IEEE Trans Cybern. 2018 Nov;48(11):3135-3148. doi: 10.1109/TCYB.2017.2760883. Epub 2018 Feb 8.
Solving Sylvester equation is a common algebraic problem in mathematics and control theory. Different from the traditional fixed-parameter recurrent neural networks, such as gradient-based recurrent neural networks or Zhang neural networks, a novel varying-parameter recurrent neural network, [called varying-parameter convergent-differential neural network (VP-CDNN)] is proposed in this paper for obtaining the online solution to the time-varying Sylvester equation.

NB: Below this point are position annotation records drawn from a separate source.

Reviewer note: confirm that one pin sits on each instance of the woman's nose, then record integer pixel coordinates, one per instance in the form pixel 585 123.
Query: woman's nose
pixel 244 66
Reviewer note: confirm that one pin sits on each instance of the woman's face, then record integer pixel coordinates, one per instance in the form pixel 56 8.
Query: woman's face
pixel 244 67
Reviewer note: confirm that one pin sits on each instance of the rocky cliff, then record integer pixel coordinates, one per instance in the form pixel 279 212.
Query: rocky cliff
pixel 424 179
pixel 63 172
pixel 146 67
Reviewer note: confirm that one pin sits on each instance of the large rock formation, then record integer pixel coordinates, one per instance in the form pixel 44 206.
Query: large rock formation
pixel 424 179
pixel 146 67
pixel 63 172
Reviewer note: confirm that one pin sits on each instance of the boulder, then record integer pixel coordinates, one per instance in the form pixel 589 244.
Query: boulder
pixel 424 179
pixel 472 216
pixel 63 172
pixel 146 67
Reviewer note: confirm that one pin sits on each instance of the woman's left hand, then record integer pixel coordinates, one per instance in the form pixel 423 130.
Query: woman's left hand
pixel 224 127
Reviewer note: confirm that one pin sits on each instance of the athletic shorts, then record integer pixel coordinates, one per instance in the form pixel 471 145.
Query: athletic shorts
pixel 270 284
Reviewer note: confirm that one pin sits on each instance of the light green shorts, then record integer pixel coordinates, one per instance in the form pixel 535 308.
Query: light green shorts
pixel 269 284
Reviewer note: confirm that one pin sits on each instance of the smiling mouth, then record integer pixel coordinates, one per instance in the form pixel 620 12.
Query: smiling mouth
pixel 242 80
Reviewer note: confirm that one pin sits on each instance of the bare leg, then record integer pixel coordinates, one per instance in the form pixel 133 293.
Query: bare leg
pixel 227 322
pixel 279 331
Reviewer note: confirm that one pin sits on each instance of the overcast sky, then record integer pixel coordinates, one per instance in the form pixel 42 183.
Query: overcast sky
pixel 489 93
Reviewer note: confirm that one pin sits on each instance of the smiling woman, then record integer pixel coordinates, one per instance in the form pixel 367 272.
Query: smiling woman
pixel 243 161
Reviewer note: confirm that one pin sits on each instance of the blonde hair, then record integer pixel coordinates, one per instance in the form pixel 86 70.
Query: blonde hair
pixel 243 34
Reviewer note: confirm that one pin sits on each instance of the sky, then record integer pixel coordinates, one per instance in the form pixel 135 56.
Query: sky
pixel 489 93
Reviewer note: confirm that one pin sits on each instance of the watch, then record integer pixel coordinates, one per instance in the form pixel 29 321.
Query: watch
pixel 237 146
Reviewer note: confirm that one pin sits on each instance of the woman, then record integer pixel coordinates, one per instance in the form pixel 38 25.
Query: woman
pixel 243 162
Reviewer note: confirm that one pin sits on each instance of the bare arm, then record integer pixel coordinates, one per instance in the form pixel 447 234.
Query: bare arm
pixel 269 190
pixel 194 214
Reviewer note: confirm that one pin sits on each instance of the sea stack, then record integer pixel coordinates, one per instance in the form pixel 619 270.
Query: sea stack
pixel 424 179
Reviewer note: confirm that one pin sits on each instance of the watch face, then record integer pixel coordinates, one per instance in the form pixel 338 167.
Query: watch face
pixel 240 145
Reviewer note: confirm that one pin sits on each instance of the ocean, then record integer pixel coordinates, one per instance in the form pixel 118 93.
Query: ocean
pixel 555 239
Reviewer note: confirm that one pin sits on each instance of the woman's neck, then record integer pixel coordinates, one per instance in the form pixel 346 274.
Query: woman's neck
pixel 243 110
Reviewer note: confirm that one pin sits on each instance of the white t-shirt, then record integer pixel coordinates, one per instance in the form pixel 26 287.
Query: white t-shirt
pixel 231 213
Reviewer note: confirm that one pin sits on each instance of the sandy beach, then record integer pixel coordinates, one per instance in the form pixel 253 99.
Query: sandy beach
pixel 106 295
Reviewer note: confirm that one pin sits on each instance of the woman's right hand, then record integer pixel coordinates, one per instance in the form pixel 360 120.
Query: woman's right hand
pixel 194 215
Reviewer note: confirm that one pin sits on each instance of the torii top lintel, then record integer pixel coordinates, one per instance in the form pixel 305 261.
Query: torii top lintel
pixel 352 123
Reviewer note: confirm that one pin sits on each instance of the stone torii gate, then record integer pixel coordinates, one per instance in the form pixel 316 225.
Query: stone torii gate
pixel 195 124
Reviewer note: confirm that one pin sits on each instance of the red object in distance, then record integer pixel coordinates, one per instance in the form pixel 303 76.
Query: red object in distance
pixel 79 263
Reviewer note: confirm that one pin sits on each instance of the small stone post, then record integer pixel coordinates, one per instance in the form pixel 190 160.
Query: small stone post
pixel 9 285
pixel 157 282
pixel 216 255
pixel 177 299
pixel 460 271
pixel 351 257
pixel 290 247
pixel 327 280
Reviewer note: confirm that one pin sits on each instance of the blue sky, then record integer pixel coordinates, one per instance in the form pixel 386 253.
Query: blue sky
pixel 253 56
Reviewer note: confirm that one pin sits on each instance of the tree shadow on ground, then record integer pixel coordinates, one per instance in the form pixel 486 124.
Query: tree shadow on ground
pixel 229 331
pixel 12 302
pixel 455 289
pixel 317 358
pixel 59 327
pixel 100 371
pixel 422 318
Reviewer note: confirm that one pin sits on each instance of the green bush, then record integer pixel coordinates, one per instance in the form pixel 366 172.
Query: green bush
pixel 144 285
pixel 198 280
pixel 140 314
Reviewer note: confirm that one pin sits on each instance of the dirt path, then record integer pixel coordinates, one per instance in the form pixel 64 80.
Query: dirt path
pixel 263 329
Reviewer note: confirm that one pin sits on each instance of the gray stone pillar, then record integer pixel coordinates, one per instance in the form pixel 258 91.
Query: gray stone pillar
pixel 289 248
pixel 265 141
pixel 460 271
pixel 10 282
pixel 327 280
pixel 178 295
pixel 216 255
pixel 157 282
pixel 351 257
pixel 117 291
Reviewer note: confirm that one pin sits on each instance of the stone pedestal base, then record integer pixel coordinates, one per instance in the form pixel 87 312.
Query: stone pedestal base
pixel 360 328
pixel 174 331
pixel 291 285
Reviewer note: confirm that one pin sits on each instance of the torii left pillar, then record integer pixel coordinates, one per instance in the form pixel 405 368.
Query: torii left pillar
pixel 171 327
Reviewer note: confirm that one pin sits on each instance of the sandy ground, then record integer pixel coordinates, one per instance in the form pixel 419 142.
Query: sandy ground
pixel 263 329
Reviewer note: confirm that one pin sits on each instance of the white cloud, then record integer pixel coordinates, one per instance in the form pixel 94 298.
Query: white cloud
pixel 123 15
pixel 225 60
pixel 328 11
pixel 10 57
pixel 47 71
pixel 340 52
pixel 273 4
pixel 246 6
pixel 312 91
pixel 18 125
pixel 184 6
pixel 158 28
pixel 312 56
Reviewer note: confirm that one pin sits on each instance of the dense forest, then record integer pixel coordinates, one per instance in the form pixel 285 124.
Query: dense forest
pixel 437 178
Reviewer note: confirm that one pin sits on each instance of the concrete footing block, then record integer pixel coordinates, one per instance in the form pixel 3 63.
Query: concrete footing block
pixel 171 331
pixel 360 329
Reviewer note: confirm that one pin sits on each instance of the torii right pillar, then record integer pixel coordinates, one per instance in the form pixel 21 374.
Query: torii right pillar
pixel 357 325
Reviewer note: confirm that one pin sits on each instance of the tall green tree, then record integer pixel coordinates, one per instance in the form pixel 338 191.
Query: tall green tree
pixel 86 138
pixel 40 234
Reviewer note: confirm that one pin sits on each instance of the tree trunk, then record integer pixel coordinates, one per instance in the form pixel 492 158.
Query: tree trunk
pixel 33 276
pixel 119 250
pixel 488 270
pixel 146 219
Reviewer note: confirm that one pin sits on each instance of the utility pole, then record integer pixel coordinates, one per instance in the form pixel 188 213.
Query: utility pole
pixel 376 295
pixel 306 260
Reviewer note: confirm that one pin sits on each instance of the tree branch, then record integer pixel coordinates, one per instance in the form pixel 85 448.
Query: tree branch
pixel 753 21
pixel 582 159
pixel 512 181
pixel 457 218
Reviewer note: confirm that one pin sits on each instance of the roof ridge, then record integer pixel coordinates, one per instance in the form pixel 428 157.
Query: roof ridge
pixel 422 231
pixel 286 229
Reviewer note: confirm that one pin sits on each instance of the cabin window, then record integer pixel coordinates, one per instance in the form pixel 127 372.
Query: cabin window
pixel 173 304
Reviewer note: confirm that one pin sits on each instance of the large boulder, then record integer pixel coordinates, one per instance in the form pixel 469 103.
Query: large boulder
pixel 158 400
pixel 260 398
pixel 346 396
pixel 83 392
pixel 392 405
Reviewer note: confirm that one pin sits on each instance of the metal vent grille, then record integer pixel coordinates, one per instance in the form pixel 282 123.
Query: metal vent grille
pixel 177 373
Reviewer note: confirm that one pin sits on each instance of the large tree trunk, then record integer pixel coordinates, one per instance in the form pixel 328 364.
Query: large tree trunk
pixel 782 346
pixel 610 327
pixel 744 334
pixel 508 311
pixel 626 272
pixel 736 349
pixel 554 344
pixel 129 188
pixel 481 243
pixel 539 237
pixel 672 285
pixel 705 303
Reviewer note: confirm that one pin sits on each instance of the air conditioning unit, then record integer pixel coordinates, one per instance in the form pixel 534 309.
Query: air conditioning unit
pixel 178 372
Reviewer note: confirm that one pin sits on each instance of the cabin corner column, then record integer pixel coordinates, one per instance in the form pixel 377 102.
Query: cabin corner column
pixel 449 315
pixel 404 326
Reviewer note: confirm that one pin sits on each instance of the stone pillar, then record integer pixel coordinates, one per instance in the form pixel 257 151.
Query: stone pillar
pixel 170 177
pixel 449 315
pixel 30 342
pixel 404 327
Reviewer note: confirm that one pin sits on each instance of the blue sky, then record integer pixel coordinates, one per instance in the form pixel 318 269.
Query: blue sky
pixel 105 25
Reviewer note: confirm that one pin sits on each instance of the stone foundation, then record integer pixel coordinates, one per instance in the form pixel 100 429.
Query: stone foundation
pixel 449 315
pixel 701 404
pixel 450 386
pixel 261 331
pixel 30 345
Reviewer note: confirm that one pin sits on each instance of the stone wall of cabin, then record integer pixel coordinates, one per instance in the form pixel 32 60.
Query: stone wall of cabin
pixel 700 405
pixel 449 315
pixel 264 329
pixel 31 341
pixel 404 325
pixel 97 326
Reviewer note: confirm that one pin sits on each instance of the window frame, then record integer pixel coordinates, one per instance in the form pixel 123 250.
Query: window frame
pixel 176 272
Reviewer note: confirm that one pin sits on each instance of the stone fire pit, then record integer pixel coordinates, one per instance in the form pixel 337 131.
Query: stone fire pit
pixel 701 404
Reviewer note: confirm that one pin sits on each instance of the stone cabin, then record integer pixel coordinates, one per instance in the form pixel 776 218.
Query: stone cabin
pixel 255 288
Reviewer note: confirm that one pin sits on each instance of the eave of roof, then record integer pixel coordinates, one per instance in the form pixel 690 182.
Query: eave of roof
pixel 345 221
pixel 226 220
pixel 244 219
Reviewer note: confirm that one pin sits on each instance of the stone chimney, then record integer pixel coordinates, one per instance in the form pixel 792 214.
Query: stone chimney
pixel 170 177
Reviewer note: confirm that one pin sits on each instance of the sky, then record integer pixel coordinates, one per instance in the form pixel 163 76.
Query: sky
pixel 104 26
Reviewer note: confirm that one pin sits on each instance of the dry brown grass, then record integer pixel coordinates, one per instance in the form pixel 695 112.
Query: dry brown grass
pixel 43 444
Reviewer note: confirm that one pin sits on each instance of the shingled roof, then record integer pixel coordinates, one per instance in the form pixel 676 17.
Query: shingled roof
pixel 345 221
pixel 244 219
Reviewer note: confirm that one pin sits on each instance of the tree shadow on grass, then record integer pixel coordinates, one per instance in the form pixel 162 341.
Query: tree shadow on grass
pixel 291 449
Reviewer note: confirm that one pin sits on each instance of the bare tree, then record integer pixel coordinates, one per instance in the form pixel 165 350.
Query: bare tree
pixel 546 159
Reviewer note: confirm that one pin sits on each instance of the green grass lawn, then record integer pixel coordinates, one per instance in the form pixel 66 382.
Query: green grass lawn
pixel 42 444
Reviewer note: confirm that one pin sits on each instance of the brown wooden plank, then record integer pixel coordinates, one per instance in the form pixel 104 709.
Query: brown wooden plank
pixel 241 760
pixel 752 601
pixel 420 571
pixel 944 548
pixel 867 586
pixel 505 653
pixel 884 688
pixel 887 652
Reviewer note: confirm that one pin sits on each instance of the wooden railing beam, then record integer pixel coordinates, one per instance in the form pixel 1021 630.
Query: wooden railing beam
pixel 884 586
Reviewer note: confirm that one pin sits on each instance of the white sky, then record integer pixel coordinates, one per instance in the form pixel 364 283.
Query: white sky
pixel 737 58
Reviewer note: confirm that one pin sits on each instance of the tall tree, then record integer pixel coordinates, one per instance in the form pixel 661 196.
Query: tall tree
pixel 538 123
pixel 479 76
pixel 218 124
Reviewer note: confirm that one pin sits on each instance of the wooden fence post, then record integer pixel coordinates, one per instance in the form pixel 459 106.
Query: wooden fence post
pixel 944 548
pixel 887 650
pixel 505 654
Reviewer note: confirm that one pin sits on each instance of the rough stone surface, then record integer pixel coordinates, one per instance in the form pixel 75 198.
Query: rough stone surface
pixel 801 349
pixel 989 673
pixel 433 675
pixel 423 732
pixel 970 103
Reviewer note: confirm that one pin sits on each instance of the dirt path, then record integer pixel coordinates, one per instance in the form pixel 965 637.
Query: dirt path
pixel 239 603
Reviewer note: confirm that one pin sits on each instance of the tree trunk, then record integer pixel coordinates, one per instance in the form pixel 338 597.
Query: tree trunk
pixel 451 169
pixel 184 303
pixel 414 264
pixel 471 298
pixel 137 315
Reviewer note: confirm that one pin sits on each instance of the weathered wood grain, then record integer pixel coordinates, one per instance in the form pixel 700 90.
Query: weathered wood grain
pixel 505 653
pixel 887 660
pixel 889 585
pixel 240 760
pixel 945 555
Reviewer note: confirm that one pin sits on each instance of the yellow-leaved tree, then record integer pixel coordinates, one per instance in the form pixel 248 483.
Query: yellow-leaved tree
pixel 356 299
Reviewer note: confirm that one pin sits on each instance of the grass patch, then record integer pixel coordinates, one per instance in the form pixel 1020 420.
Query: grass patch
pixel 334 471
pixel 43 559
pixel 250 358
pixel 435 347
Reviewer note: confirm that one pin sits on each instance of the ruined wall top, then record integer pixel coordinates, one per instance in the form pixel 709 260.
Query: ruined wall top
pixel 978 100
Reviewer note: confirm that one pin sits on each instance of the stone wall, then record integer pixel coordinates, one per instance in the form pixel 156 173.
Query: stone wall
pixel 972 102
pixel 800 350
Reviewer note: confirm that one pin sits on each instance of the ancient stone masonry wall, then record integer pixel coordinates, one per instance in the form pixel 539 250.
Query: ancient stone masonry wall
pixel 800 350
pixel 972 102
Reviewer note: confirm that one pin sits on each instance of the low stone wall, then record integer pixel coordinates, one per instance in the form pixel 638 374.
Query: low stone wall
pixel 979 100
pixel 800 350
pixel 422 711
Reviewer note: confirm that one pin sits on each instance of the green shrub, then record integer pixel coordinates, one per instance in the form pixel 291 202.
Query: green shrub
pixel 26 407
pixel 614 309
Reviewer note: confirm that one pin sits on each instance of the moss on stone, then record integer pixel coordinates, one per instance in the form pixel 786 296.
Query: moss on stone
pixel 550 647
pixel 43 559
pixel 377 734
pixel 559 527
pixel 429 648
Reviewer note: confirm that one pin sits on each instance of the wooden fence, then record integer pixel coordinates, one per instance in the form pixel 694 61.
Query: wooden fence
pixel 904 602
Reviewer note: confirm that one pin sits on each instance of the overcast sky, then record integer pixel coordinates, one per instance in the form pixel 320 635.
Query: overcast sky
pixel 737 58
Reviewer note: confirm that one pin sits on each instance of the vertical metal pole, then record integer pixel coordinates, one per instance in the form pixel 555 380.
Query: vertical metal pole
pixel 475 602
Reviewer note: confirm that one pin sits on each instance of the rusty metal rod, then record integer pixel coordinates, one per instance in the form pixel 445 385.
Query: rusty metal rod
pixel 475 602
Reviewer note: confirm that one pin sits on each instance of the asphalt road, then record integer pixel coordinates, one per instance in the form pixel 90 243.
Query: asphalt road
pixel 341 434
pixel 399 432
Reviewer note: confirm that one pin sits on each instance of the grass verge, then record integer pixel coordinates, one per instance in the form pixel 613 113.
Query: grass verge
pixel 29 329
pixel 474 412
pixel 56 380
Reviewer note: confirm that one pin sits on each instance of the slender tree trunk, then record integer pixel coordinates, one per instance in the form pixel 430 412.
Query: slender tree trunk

With time passing by, this kind of new varying-parameter neural network can achieve super-exponential performance. Computer simulation comparisons between the fixed-parameter neural networks and the proposed VP-CDNN via using different kinds of activation functions demonstrate that the proposed VP-CDNN has better convergence and robustness properties.
求解 Sylvester 方程是数学和控制理论中的一个常见代数问题。与传统的固定参数递归神经网络(如基于梯度的递归神经网络或 Zhang 神经网络)不同,本文提出了一种新的变参数递归神经网络,称为变参数收敛微分神经网络(VP-CDNN),用于获得时变 Sylvester 方程的在线解。随着时间的推移,这种新型变参数神经网络可以实现超指数性能。通过使用不同类型的激活函数,在固定参数神经网络和所提出的 VP-CDNN 之间进行计算机模拟比较,结果表明所提出的 VP-CDNN 具有更好的收敛性和鲁棒性。